Seasons of Change : Nature vs Calendars




  • Producer : Michael Schubert
  • Seaasons of Change: Nature vs Calendars

Seasons are more than just the changes in weather, ecology and hours of daylight caused by the Earth’s rotation around the sun and the gentle tilt of the Earth’s axis.  Astronomers and meteorologists are at odds, and in Australia the conventional “Vivaldi” seasons are found wanting.  Seasons affect people and people, plants and animals are intimately connected with their own seasonal understanding.

I speak with Professor Tim Entwisle, Director of the Royal Botanic Gardens, Victoria and author of Sprinter and Summer : Australia’s Changing Seasons.  He has considered the natural biological responses of plants in particular and proposed, as a discussion paper, the inclusion of an additional “season” into our horticultural calendar.

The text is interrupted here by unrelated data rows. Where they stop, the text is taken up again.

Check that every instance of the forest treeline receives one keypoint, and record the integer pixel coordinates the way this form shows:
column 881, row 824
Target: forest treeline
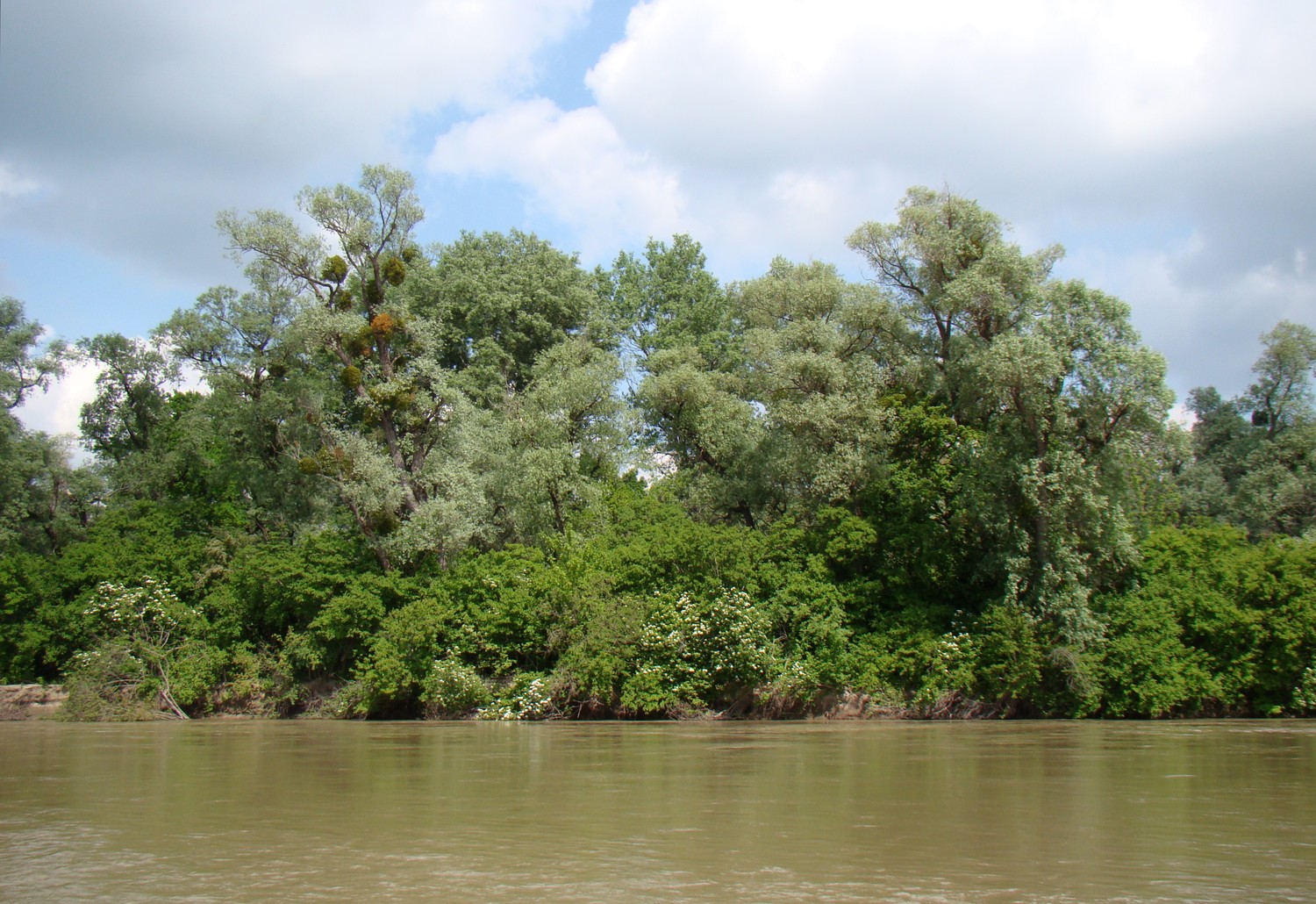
column 481, row 479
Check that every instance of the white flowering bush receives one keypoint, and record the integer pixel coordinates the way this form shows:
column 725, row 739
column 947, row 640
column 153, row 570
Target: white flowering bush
column 149, row 656
column 453, row 690
column 1305, row 695
column 526, row 698
column 697, row 651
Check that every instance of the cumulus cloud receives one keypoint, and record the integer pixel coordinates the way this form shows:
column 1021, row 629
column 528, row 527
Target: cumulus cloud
column 779, row 126
column 576, row 168
column 57, row 410
column 141, row 118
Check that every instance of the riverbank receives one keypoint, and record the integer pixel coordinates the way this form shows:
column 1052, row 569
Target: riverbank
column 21, row 701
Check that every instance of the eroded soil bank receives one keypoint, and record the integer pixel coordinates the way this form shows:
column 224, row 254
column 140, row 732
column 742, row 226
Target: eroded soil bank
column 18, row 701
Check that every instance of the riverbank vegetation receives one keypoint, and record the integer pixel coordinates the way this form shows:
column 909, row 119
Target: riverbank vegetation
column 476, row 479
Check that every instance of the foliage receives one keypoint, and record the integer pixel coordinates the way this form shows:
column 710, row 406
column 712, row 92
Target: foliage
column 149, row 656
column 453, row 690
column 700, row 651
column 478, row 480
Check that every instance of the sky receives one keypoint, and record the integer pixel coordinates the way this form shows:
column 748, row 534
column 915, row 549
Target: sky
column 1170, row 147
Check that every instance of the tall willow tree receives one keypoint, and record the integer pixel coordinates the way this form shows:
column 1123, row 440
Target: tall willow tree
column 1053, row 379
column 386, row 445
column 463, row 399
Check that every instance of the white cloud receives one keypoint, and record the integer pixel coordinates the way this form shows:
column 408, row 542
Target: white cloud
column 779, row 126
column 144, row 118
column 576, row 168
column 57, row 410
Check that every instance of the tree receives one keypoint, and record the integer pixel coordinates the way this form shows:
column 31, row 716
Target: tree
column 1055, row 381
column 1255, row 456
column 503, row 300
column 1282, row 394
column 20, row 369
column 131, row 395
column 955, row 279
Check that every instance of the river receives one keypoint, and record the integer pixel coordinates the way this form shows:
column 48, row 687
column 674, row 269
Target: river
column 226, row 811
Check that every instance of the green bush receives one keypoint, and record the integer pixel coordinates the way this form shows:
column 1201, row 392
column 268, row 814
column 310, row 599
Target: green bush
column 453, row 690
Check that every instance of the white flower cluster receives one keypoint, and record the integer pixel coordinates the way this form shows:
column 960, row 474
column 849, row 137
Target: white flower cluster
column 524, row 703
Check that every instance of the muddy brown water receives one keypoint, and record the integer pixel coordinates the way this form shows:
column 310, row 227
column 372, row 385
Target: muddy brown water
column 226, row 811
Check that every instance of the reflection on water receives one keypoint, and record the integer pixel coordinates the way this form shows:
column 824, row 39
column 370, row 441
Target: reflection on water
column 879, row 811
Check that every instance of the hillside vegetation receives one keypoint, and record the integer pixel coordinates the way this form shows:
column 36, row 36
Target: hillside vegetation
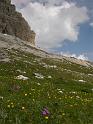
column 36, row 90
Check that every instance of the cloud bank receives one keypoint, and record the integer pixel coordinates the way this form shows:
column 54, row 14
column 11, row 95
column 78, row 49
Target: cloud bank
column 54, row 21
column 81, row 56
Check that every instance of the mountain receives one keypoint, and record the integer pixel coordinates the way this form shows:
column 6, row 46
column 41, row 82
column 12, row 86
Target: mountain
column 37, row 87
column 12, row 22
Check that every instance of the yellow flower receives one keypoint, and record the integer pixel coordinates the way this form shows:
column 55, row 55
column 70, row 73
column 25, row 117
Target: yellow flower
column 8, row 106
column 46, row 117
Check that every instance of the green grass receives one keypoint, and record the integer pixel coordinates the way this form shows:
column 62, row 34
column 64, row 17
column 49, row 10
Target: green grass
column 68, row 100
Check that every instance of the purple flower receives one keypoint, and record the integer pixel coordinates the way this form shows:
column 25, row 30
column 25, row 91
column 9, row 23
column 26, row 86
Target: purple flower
column 45, row 112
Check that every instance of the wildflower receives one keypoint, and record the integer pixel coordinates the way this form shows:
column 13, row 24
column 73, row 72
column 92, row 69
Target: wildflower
column 12, row 106
column 8, row 106
column 1, row 97
column 25, row 94
column 45, row 112
column 63, row 114
column 46, row 117
column 23, row 108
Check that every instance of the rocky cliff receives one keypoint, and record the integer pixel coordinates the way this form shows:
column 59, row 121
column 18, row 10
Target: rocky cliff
column 12, row 22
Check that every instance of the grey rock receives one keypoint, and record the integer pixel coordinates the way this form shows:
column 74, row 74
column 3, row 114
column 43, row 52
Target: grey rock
column 12, row 22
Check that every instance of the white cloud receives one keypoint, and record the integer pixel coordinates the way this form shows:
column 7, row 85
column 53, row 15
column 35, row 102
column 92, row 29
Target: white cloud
column 81, row 57
column 54, row 24
column 91, row 24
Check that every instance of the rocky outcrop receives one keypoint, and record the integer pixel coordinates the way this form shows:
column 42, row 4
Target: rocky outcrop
column 12, row 22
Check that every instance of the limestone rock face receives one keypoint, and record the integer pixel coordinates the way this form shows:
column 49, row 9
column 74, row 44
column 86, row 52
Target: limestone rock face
column 12, row 22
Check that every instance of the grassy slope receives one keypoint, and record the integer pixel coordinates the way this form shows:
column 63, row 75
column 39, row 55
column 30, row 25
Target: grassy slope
column 68, row 100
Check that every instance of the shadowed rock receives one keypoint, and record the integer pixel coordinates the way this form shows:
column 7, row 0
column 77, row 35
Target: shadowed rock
column 12, row 22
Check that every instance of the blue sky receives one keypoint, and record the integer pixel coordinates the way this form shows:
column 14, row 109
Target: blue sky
column 62, row 26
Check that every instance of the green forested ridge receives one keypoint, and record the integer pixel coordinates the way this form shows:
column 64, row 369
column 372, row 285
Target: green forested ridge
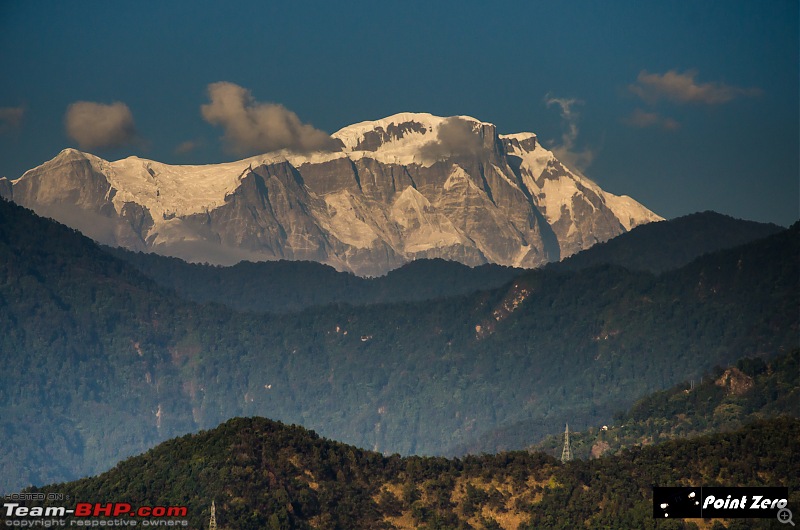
column 265, row 475
column 286, row 286
column 100, row 363
column 723, row 400
column 667, row 245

Dr John Ryan from Edith Cowan University is an environmental philosopher and considers that an understanding of the indigenous weather calendar is essential to a deeper understanding of all disciplines in particular localities.  He has followed the development of the Indigenous Weather Knowledge Project by the Bureau of Meteorology, a compilation of indigenous seasonal calendars around Australia.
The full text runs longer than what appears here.